Two Beverly Hills locations were used: the opening barber shop scene was filmed at 9740 Wilshire Boulevard and the scenes at Spyros Acebos's house were filmed at 230 Ladera Drive, which belonged to Hollywood agent Kurt Frings.

==Music==
Ocean's 11 is not a musical, but still has a few songs in it. "EEE-O-11" is the centerpoint song of the movie, being sung by Sammy Davis Jr. midway through and again at the end, as the end credits play. All songs were written by Sammy Cahn and Jimmy Van Heusen.

===Songs===
- "Ocean's 11 (Overture)" - Orchestra Conducted by Nelson Riddle
- "EEE-O-11" - Sammy Davis Jr.
- "Ain't That a Kick in the Head?" - Dean Martin
- "I'm Gonna Live 'Till I Die" - Casino Singers
- "EEE-O-11 (Finale)" - Sammy Davis Jr.

==Release==
Ocean's 11 was released on videocassette by Warner Home Video on February 9, 1983, as part of its "A Night At the Movies" series, featuring a Hearst Metrotone Newsreel, the Warner Bros. animated short Person to Bunny, and a trailer for films of 1960. The film was released as a 50th-anniversary Blu-ray disc on November 9, 2010. The disc's bonus features include:
- Special commentary by Frank Sinatra Jr. and Angie Dickinson
- "Vegas Map" — mini-documentaries of the five casinos involved in the film
- Tonight Show clip of Angie Dickinson with Frank Sinatra as host from November 14, 1977
- "Tropicana Museum Vignette"

==Reception==
The film received mixed reviews from critics. Bosley Crowther of The New York Times disliked the film because "there is no built-in implication that the boys have done something wrong. There is just an ironic, unexpected and decidedly ghoulish twist whereby they are deprived of their pickings and what seems their just deserts. This is the flaw in the picture — this and the incidental fact that a wholesale holdup of Las Vegas would not be so easy as it is made to look".

Variety wrote that the film was "frequently one resonant wisecrack away from turning into a musical comedy. Laboring under the handicaps of a contrived script, an uncertain approach and personalities in essence playing themselves, the Lewis Milestone production never quite makes its point, but romps along merrily unconcerned that it doesn't". Leo Sullivan of The Washington Post called the film "nothing more than a whopping sick joke in Technicolor ... It's a completely amoral tale, told for laughs".

Philip K. Scheuer of the Los Angeles Times wrote that the film "has a pretty good surprise twist at the finish and is, of its type, a pretty good comedy-melodrama". A mixed review in The Monthly Film Bulletin called it "an overlong, intermittently amusing picture full of surface effects and private jokes ... Despite Milestone's efforts, the first third tends to drag, due mainly to desultory characterisation, but when the raid begins both situations and dialogue improve considerably".

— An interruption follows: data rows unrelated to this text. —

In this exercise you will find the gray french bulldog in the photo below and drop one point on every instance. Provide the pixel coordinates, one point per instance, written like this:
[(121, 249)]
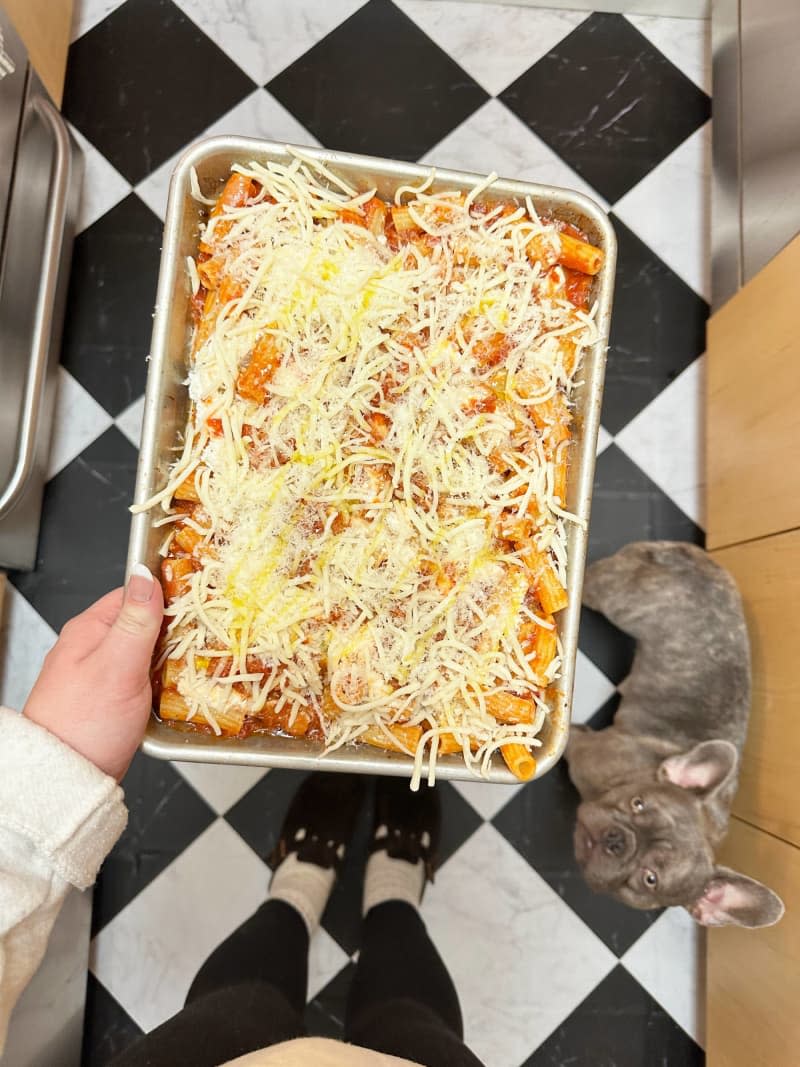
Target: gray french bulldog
[(656, 786)]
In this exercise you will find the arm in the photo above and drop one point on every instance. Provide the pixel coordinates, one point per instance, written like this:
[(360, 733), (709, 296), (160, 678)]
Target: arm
[(59, 817), (61, 809)]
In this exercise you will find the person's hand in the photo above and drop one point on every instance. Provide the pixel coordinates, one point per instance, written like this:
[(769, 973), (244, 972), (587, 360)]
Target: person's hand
[(94, 690)]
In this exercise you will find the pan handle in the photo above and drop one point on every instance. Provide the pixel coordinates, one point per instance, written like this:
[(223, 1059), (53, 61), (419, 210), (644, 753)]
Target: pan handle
[(58, 204)]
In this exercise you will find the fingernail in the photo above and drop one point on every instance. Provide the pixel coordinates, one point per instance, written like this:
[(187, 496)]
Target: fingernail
[(140, 584)]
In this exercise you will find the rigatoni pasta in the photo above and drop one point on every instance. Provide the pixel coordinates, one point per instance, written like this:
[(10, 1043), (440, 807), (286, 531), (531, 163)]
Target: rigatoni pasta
[(365, 534)]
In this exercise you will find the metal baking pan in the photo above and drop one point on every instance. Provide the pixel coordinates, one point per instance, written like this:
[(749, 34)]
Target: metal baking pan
[(166, 408)]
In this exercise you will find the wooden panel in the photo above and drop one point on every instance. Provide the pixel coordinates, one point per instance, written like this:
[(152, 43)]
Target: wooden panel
[(768, 574), (753, 976), (753, 408), (44, 26)]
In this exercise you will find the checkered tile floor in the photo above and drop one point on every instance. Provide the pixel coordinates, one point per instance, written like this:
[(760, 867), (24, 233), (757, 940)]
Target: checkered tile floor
[(613, 106)]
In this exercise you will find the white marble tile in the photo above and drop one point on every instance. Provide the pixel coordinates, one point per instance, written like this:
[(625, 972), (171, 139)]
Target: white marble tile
[(258, 115), (486, 797), (89, 13), (325, 959), (604, 440), (174, 923), (685, 42), (264, 38), (494, 43), (220, 785), (172, 926), (669, 960), (493, 139), (78, 420), (102, 185), (130, 421), (592, 689), (520, 956), (25, 641), (666, 441), (670, 209)]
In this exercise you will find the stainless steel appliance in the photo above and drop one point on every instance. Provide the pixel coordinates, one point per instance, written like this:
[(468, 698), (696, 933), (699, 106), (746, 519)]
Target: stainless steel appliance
[(40, 185), (166, 405)]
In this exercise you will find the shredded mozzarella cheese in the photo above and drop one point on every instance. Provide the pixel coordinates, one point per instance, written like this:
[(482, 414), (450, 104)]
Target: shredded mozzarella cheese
[(350, 556)]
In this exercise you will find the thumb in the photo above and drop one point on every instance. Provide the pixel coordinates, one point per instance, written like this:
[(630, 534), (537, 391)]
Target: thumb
[(129, 642)]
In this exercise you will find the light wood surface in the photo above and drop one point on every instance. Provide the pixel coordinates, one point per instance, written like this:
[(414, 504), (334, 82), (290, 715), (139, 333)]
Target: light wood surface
[(753, 408), (753, 976), (44, 26), (768, 574)]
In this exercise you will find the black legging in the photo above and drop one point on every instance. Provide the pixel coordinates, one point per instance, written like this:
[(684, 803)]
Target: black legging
[(251, 992)]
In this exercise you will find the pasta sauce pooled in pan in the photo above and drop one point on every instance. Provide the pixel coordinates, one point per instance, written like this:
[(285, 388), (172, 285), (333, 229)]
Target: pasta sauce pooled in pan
[(365, 532)]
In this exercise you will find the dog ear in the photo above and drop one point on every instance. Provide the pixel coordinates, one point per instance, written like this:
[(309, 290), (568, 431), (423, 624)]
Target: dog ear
[(704, 768), (732, 898)]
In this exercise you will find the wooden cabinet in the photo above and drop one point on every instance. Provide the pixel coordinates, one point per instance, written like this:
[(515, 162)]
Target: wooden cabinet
[(45, 27), (753, 975), (753, 505), (753, 393), (768, 574)]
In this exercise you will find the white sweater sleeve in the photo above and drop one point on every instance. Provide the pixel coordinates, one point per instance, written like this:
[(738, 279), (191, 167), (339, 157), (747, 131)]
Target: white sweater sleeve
[(59, 818)]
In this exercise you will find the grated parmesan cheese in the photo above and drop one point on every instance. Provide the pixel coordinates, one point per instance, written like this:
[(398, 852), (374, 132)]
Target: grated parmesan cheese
[(367, 566)]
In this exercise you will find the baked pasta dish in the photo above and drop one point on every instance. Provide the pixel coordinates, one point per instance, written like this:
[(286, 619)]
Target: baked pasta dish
[(365, 522)]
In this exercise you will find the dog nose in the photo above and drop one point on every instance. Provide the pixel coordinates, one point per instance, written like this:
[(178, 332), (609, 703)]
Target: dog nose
[(613, 841)]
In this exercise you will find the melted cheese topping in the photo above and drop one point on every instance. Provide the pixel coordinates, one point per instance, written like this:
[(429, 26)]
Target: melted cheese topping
[(361, 572)]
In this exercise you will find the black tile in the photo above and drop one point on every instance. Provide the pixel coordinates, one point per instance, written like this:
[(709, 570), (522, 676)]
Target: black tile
[(258, 816), (539, 823), (608, 648), (619, 1024), (378, 84), (166, 815), (145, 81), (112, 291), (657, 330), (608, 102), (627, 506), (84, 530), (108, 1029), (324, 1016)]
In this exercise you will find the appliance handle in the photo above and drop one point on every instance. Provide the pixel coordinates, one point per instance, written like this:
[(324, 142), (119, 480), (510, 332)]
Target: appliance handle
[(43, 316)]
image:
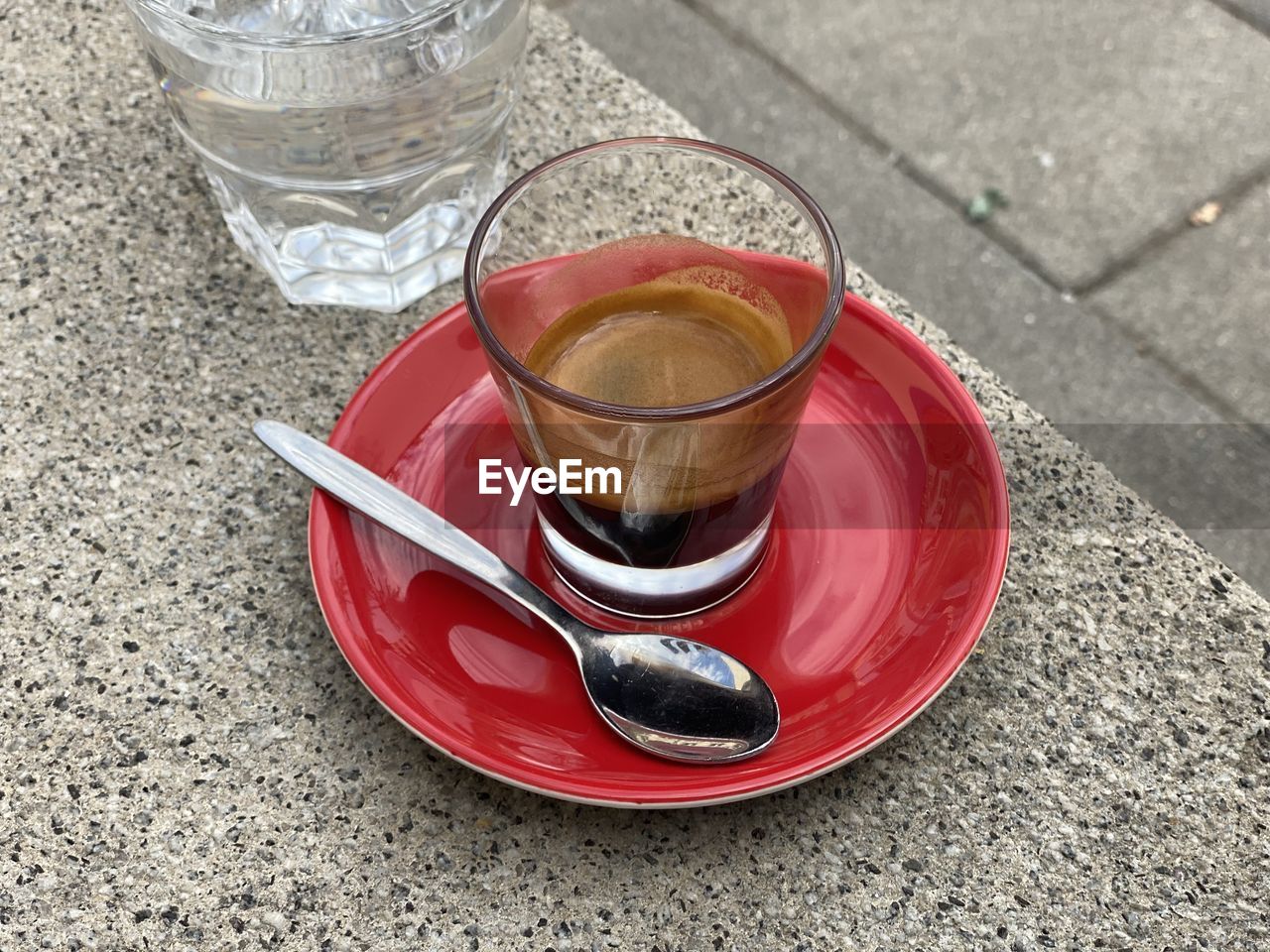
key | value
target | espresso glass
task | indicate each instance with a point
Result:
(689, 524)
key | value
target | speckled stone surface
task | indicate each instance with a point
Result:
(190, 765)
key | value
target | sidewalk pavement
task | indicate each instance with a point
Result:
(1103, 126)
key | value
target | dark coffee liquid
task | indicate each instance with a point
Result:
(662, 539)
(685, 338)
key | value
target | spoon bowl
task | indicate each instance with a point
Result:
(666, 694)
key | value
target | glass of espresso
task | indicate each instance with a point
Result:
(654, 311)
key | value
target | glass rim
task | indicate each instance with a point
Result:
(798, 362)
(241, 37)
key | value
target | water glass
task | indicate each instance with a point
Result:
(352, 146)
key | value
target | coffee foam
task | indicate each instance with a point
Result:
(659, 321)
(670, 341)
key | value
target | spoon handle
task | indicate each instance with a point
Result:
(372, 497)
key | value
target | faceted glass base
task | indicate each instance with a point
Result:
(656, 593)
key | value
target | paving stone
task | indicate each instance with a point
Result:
(1205, 301)
(1066, 359)
(1256, 12)
(1101, 122)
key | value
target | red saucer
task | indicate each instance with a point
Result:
(888, 552)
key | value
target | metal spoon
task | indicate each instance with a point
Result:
(668, 696)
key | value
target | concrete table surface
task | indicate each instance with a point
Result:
(189, 763)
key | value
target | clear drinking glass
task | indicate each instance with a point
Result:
(698, 226)
(352, 146)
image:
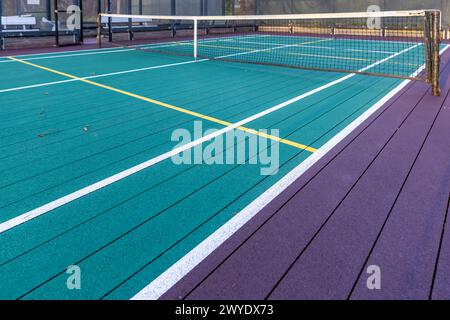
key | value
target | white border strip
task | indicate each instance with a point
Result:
(182, 267)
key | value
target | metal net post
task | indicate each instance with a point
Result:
(434, 54)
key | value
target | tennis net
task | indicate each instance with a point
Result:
(402, 44)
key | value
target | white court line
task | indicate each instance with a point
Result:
(155, 289)
(7, 225)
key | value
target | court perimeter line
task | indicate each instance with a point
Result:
(7, 225)
(159, 286)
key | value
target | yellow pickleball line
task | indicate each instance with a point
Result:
(169, 106)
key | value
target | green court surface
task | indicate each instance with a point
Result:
(72, 123)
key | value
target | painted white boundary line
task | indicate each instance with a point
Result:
(182, 267)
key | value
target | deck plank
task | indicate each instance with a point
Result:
(329, 266)
(408, 246)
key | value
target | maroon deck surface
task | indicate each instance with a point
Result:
(381, 197)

On Rotten Tomatoes, Ocean's 11 holds a "rotten" rating of 47%, based on 34 reviews, with an average rating of 5.4/10. The critical consensus reads: "Easygoing but lazy, Ocean's Eleven blithely coasts on the well-established rapport of the Rat Pack royalty". On Metacritic, it has a score of 57 out of 100 based on 6 critics reviews, indicating "Mixed or average reviews."